The naive approach is as follows.  Suppose N3 = A, then the cost to change to C in the terminal node is 5 and *if N4 also has A*, the cost on that branch is the value in the array at N4(A) = 2, giving a total cost of 5 + 2 = 7, which is the first value shown for N3.  

But this will only be correct if it is the *minimum* cost for N3 = A.  

We must also evaluate the costs for having N3 = A and N4 be something other than A.

A -> A = 0 + 2 = 2
A -> C = 5 + 10 = 15
A -> G = 2 + 2 = 4
A -> T = 5 + 10 = 15

(Here the first value is for the change from N3 -> N4 and the second comes from the N4 array).

Since A -> A is the minimum score we add 2 to the 5 for A -> C at the terminal node to obtain the final value for A at N3 of 7.

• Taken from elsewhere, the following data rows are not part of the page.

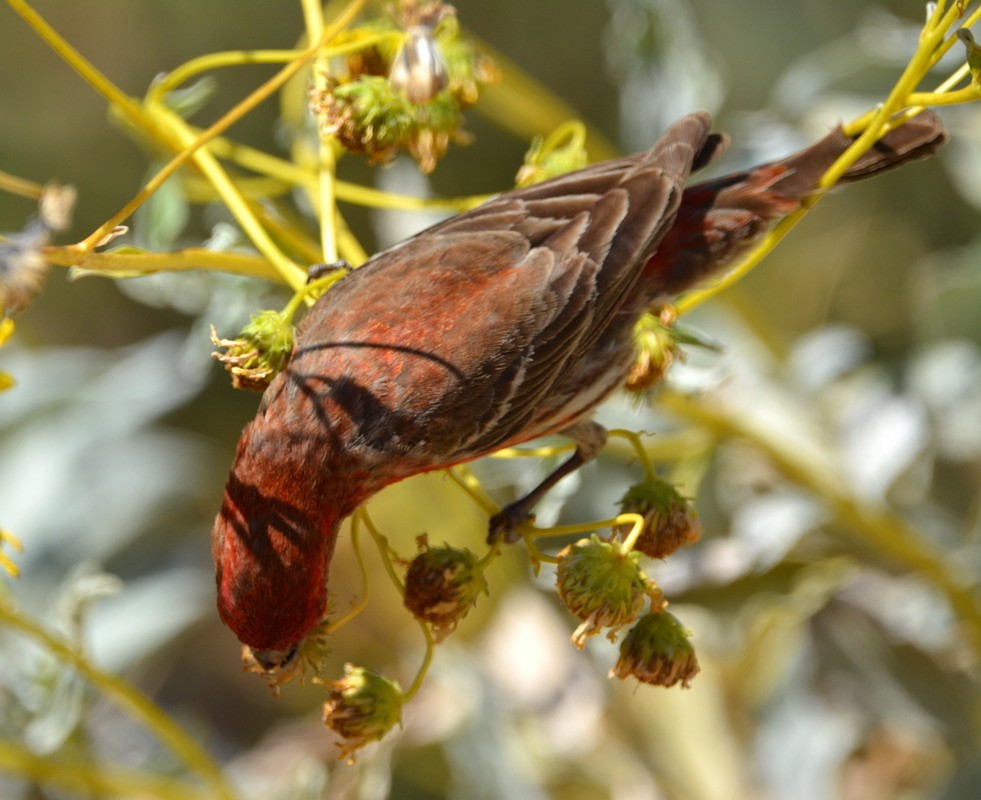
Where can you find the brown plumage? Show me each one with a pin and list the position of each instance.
(503, 324)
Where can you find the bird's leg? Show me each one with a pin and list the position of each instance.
(589, 437)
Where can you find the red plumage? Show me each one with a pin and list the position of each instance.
(503, 324)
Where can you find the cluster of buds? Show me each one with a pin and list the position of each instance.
(442, 584)
(670, 520)
(412, 98)
(603, 585)
(657, 650)
(362, 707)
(260, 351)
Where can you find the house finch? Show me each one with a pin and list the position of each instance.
(506, 323)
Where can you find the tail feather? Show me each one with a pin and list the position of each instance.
(918, 138)
(721, 220)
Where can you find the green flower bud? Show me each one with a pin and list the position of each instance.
(657, 347)
(603, 586)
(564, 150)
(441, 586)
(367, 115)
(658, 651)
(671, 521)
(259, 353)
(362, 707)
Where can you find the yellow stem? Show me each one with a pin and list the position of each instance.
(545, 451)
(384, 549)
(184, 746)
(6, 562)
(120, 264)
(386, 554)
(466, 480)
(427, 660)
(313, 16)
(362, 603)
(289, 272)
(130, 108)
(638, 524)
(91, 779)
(158, 92)
(226, 121)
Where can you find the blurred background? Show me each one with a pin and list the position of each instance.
(831, 667)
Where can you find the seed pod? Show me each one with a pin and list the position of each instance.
(671, 521)
(658, 651)
(260, 351)
(441, 586)
(603, 586)
(362, 707)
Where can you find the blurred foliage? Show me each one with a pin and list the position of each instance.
(833, 446)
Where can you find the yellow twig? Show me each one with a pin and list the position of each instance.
(138, 705)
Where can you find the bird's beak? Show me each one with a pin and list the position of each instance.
(275, 660)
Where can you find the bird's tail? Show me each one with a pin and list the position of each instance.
(721, 220)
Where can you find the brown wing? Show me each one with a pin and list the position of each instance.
(454, 338)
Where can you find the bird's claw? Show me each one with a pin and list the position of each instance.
(505, 525)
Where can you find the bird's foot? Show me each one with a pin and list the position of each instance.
(505, 525)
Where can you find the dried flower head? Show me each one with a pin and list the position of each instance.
(362, 707)
(410, 98)
(670, 519)
(367, 115)
(23, 267)
(603, 586)
(260, 351)
(442, 585)
(657, 650)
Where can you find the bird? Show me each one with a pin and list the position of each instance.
(508, 322)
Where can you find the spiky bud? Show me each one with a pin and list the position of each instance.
(671, 521)
(603, 586)
(362, 707)
(260, 351)
(657, 650)
(367, 115)
(442, 585)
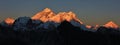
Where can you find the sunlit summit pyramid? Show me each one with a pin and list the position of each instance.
(44, 15)
(111, 24)
(48, 15)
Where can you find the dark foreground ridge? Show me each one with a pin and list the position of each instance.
(64, 34)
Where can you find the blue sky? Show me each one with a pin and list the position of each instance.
(91, 12)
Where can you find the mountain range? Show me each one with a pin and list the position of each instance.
(47, 17)
(64, 28)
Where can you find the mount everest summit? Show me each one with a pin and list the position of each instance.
(47, 19)
(63, 28)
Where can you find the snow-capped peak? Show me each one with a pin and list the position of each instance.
(44, 15)
(111, 24)
(9, 21)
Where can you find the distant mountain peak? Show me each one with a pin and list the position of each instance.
(47, 10)
(48, 15)
(9, 21)
(111, 24)
(88, 26)
(44, 15)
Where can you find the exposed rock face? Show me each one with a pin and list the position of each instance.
(44, 15)
(9, 21)
(111, 25)
(48, 15)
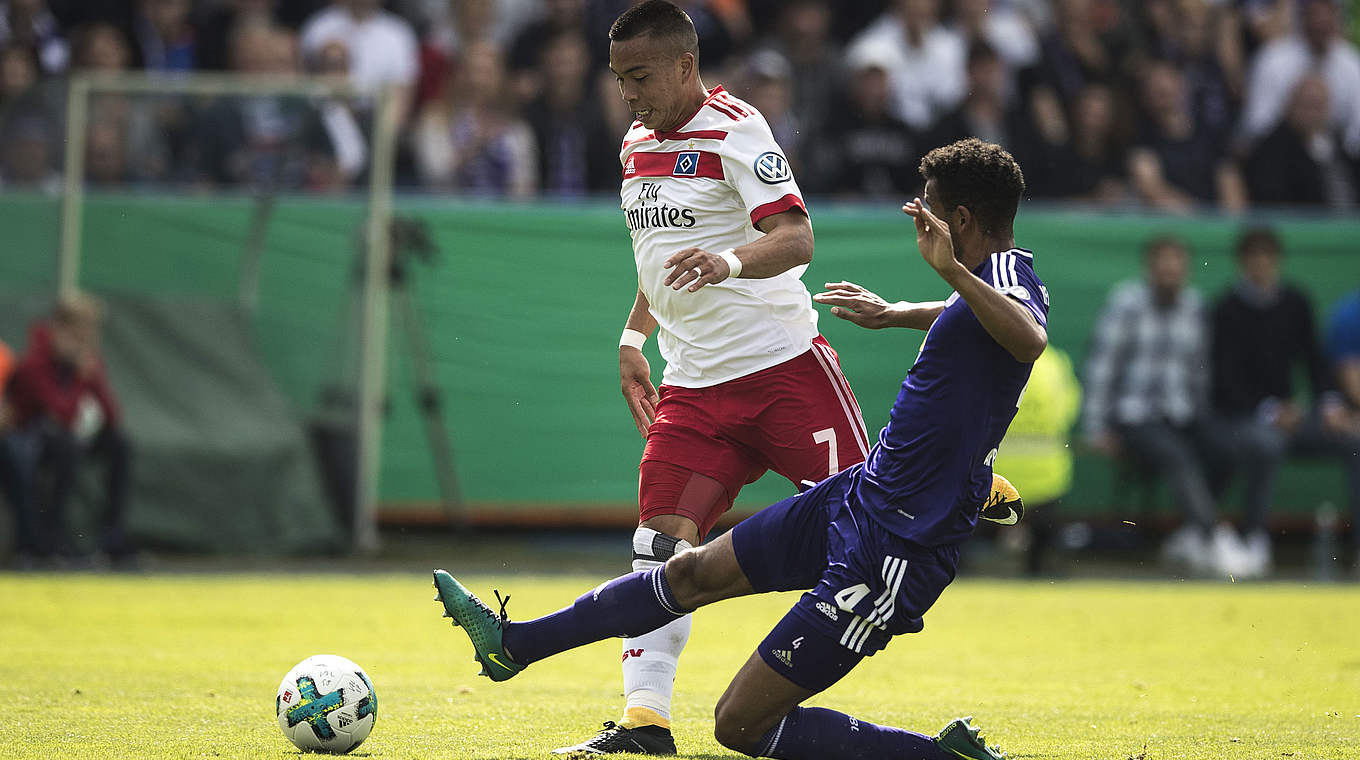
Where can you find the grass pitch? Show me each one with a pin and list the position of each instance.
(187, 666)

We continue in this manner for each array position:

C -> A = 5 + 2 = 7
C -> C = 0 + 10 = 10
C -> G = 5 + 2 = 7
C -> T = 2 + 10 = 12

Pick the minimum as the value for C at N3.  Here we see that the cost is lower if we switch to a purine at N4.  There is no cost for C -> C at the terminal node. 

G -> A = 2 + 2 = 4
G -> C = 5 + 10 = 15
G -> G = 0 + 2 = 2
G -> T = 5 + 10 = 15

The minimum has G at N3.  To the 2 we add 5 for A -> C at the terminal node to obtain the final value for A at N3.

T -> A = 5 + 2 = 7
T -> C = 2 + 10 = 12
T -> G = 5 + 2 = 7
T -> T = 0 + 10 = 10

The value for T at N3 should be 12 (counting the cost for T -> C in the terminal node).  The figure is in error, as is the text, because I was writing C -> T when I should have written T -> C.

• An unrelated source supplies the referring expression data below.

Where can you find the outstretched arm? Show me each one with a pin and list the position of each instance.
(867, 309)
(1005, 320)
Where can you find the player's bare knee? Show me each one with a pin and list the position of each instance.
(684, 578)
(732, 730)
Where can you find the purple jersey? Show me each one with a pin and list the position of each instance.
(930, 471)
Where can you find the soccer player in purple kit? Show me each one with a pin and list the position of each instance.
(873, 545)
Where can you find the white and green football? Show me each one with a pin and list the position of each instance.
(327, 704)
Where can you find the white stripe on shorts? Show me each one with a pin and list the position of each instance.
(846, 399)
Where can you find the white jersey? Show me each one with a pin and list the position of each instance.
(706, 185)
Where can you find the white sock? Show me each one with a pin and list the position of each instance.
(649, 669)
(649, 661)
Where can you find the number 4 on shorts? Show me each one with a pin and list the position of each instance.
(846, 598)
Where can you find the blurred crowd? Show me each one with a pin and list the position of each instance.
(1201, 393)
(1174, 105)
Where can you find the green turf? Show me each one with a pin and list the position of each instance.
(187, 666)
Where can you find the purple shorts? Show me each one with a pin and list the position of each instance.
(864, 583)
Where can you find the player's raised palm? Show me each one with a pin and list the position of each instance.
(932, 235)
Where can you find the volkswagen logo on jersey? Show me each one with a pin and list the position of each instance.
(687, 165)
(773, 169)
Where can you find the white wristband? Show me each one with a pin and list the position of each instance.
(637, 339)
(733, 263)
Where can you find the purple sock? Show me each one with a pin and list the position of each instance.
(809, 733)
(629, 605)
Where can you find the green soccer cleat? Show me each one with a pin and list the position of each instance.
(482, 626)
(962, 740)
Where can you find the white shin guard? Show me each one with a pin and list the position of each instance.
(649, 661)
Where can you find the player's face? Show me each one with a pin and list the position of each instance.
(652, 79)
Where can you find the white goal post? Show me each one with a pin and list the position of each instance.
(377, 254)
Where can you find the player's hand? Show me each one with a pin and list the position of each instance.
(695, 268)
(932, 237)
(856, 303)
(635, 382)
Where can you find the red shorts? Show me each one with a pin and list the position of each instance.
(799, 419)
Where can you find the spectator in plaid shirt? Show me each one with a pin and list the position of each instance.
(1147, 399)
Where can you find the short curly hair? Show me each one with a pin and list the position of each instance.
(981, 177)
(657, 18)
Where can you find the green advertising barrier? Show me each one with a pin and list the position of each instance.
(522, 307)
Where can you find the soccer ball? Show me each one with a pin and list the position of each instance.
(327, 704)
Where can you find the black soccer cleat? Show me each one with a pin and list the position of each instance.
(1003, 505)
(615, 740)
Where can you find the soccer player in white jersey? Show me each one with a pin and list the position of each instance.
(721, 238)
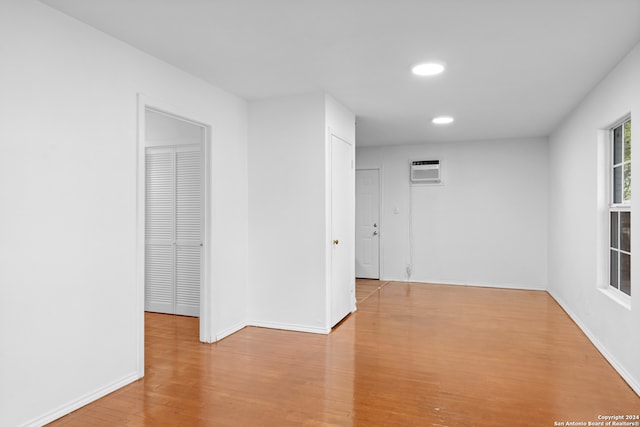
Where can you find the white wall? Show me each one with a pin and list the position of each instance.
(287, 215)
(161, 130)
(487, 223)
(68, 129)
(576, 221)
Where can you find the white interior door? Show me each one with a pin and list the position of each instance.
(368, 223)
(342, 229)
(173, 229)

Now we come to the root, N1.  Again, we need to find the minimum cost.  We evaluate N2 and N3 separately.  For N1 -> N2 we have:

A -> A = 0 + 5 = 5
A -> C = 5 + 5 = 10
A -> G = 2 + 7 = 9
A -> T = 5 + 7 = 12

For N1 -> N3 we have

A -> A = 0 + 7 = 7
A -> C = 5 + 7 = 12
A -> G = 2 + 7 = 9
A -> T = 5 + 12 = 17

So the minimum cost for A at N1 is 12, which occurs when N2 and N3 are both A as well.

C -> A = 5 + 5 = 10
C -> C = 0 + 5 = 5
C -> G = 5 + 7 = 12
C -> T = 2 + 7 = 9

C -> A = 5 + 7 = 12
C -> C = 0 + 7 = 7
C -> G = 5 + 7 = 12
C -> T = 2 + 12 = 14

The minimum cost for C at N1 is 12.

G -> A = 2 + 5 = 7
G -> C = 5 + 5 = 10
G -> G = 0 + 7 = 7
G -> T = 5 + 7 = 12

G -> A = 2 + 7 = 9
G -> C = 5 + 7 = 12
G -> G = 0 + 7 = 7
G -> T = 5 + 12 = 17

The minimum cost for G at N1 is 14.

T -> A = 5 + 5 = 10
T -> C = 2 + 5 = 7
T -> G = 5 + 7 = 12
T -> T = 0 + 7 = 7

T -> A = 5 + 7 = 12
T -> C = 2 + 7 = 9
T -> G = 5 + 7 = 12
T -> T = 0 + 12 = 12

The minimum cost for T at N1 is 16.

If you're keeping score at home, you will notice that this is the same result we obtained by simply adding the values from the arrays for N3 and N4.

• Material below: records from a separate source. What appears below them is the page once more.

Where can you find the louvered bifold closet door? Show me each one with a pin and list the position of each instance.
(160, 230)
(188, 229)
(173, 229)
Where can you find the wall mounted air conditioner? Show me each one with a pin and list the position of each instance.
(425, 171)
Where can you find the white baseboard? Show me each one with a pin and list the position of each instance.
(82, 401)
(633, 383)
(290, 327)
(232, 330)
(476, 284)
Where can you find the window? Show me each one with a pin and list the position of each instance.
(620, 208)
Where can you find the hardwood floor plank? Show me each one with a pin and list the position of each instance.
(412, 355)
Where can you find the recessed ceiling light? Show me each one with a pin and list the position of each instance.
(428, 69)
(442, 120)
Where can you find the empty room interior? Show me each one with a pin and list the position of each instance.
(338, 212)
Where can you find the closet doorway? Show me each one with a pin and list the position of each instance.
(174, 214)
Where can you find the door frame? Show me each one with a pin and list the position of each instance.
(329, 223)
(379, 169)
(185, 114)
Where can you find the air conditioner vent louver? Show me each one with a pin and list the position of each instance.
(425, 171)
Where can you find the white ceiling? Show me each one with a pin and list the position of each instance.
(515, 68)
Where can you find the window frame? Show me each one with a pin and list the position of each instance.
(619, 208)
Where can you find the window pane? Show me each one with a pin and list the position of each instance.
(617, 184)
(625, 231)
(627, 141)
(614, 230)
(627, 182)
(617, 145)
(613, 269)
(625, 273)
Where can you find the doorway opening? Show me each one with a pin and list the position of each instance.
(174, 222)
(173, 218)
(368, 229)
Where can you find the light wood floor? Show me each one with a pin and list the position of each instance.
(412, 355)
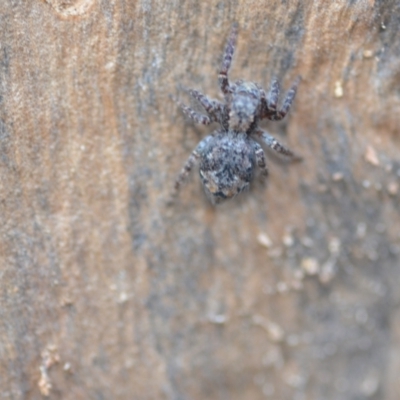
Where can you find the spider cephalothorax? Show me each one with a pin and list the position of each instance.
(228, 156)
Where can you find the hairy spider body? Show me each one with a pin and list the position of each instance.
(227, 163)
(227, 158)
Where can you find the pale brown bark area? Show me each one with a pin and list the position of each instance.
(107, 293)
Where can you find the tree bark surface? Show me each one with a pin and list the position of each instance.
(107, 291)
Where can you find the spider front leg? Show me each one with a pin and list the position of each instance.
(190, 163)
(287, 102)
(227, 60)
(192, 114)
(260, 159)
(273, 144)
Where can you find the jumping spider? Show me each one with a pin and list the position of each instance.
(228, 156)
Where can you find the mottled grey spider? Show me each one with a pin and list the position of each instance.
(228, 156)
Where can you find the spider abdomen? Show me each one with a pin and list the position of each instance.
(226, 166)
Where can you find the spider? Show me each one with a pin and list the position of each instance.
(228, 156)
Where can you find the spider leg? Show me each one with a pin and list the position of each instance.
(227, 60)
(260, 159)
(190, 163)
(273, 144)
(273, 95)
(212, 107)
(287, 102)
(195, 116)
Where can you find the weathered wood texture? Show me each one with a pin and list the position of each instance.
(288, 292)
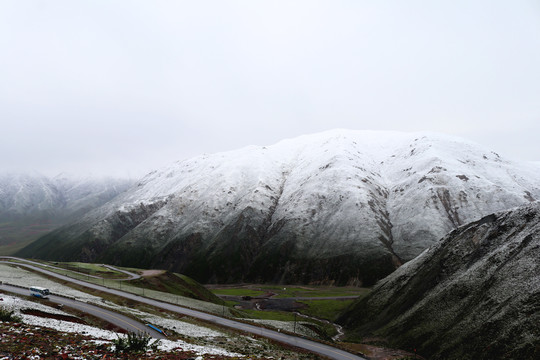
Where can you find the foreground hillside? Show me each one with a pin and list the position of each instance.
(474, 295)
(33, 204)
(340, 207)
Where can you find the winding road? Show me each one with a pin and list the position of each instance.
(313, 346)
(112, 317)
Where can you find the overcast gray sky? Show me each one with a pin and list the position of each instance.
(124, 87)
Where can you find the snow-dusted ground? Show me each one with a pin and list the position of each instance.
(15, 303)
(193, 332)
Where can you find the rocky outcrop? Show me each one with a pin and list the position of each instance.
(473, 295)
(341, 207)
(32, 204)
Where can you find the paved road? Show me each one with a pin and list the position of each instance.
(112, 317)
(132, 276)
(306, 344)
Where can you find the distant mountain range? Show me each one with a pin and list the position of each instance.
(33, 204)
(340, 207)
(473, 295)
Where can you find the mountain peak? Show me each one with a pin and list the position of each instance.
(340, 206)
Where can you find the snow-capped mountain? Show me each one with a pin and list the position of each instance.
(473, 295)
(340, 206)
(32, 204)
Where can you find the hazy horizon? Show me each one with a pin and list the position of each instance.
(125, 87)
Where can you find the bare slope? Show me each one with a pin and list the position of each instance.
(474, 295)
(31, 204)
(340, 206)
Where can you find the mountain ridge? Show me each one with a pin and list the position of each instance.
(300, 209)
(472, 295)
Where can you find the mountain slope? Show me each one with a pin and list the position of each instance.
(32, 204)
(474, 295)
(336, 207)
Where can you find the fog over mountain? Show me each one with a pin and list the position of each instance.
(335, 207)
(32, 204)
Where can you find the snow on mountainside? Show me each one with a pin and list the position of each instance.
(340, 206)
(32, 204)
(475, 294)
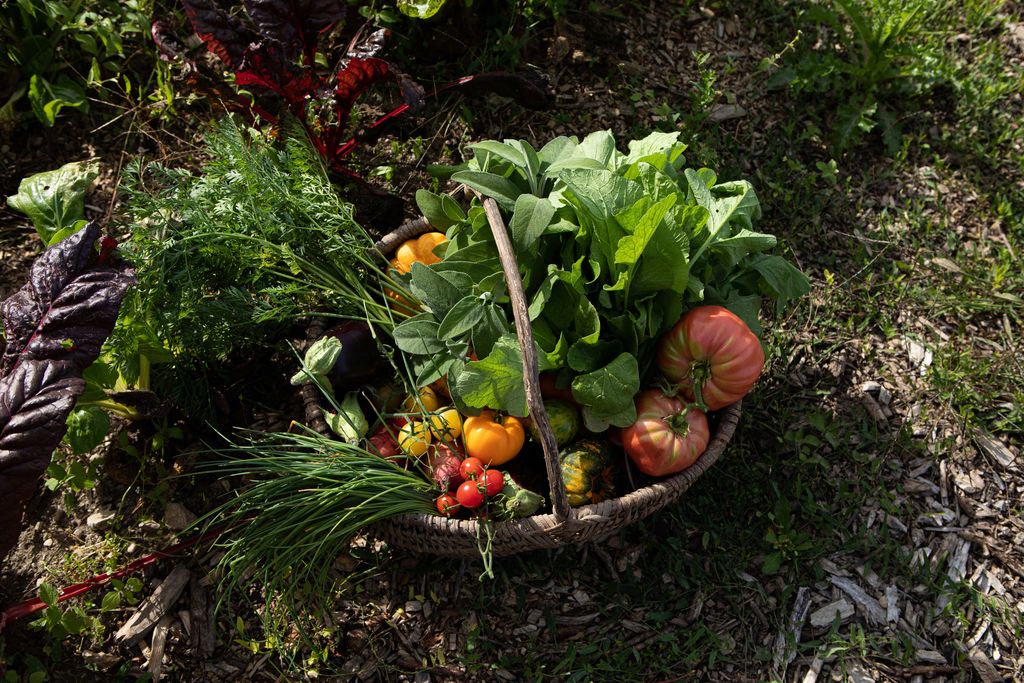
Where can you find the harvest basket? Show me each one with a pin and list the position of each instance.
(436, 535)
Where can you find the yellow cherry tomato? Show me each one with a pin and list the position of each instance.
(495, 439)
(414, 438)
(427, 400)
(445, 425)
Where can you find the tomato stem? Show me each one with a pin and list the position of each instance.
(698, 376)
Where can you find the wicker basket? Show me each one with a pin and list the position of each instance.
(459, 538)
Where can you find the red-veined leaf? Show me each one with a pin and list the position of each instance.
(222, 34)
(54, 327)
(295, 24)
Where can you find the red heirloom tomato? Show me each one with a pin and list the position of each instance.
(667, 437)
(712, 348)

The counter-example from above had us switching to a purine at N4 to overcome the substantial costs of Y -> A,G = 10 at the terminal nodes.

What it looks like to me after consulting other sources is that, most of the time, simply adding the values from the two arrays works.  However, carrying out the full minimization procedure is the correct approach.